This gem allows the use of a long-lived manager to which Ruby can send PowerShell invocations and receive the exection output. This reduces the overhead time to execute PowerShell commands from seconds to milliseconds because each execution does not need to spin up a PowerShell process, execute a single pipeline, and tear the process down.
The manager operates by instantiating a custom PowerShell host process to which Ruby can then send commands over an IO pipe— on Windows machines, named pipes, on Unix/Linux, Unix Domain Sockets.
Communication between Ruby and the PowerShell host process uses binary encoded strings with a 4-byte prefix indicating how long the message is.
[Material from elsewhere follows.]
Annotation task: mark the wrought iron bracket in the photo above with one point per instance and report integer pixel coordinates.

The length prefix is a Little Endian encoded 32-bit integer. The string being passed is always UTF-8.
Before a command string is sent to the PowerShell host process, a single 1-byte command identifier is sent—
0
to tell the process to exit, 1
to tell the process to execute the next incoming string.
The PowerShell code to be executed is always wrapped in the following for execution to standardize behavior inside the PowerShell host process:
$params = @{
Code = @'
#{powershell_code}
'@
TimeoutMilliseconds = #{timeout_ms}
WorkingDirectory = "#{working_dir}"
ExecEnvironmentVariables = #{exec_environment_variables}
}
Invoke-PowerShellUserCode @params
The code itself is placed inside a herestring and the timeout (integer), working directory (string), and environment variables (hash), if any, are passed as well.
The return from a Ruby command will always include:
stdout
from the output streams, as if using*>&1
to redirectexitcode
for the exit code of the execution; this will always be0
, unless an exit code is specified or an exception is thrown.stderr
will always be an empty array.errormessage
will be the exception message of any thrown exception during execution.native_stdout
will always be nil.
Because PowerShell does not halt execution when an error is encountered, only when an terminating exception is thrown, the manager also continues to execute until it encounters a terminating exception when executing commands.
This means that Write-Error
messages will go to the stdout log but will not cause a change in the exitcode
or populate the errormessage
field.
Using Throw
or any other method of generating a terminating exception will set the exitcode
to 1
and populate the errormessage
field.
Until told otherwise, or they break, or their parent process closes, the instantiated PowerShell host processes will remain alive and waiting for further commands. The significantly speeds up the execution of serialized commands, making continual interoperation between Ruby and PowerShell less complex for the developer leveraging this library.
In order to do this, the manager class has a class variable, @@instances
, which contains a hash of the PowerShell hosts:
- The key is the unique combination of options - path to the executable, flags, and additional options - passed to create the instance.
- The value is the current state of that instance of the PowerShell host process.
If you attempt to instantiate an instance of the manager using the instance
method, it will first look to see if the specified manager and host process are already built and alive - if the manager instance does not exist or the host process is dead, then it will spin up a new host process.
In test executions, standup of an instance takes around 1.5 seconds - accessing a pre-existing instance takes thousandths of a second.
The manager and PowerShell host process are designed to be used single-threadedly with the PowerShell host expecting a single command and returning a single output at a time. It does not at this time have additional guarding against being sent commands by multiple processes, but since the handles are unique IDs, this should not happen in practice.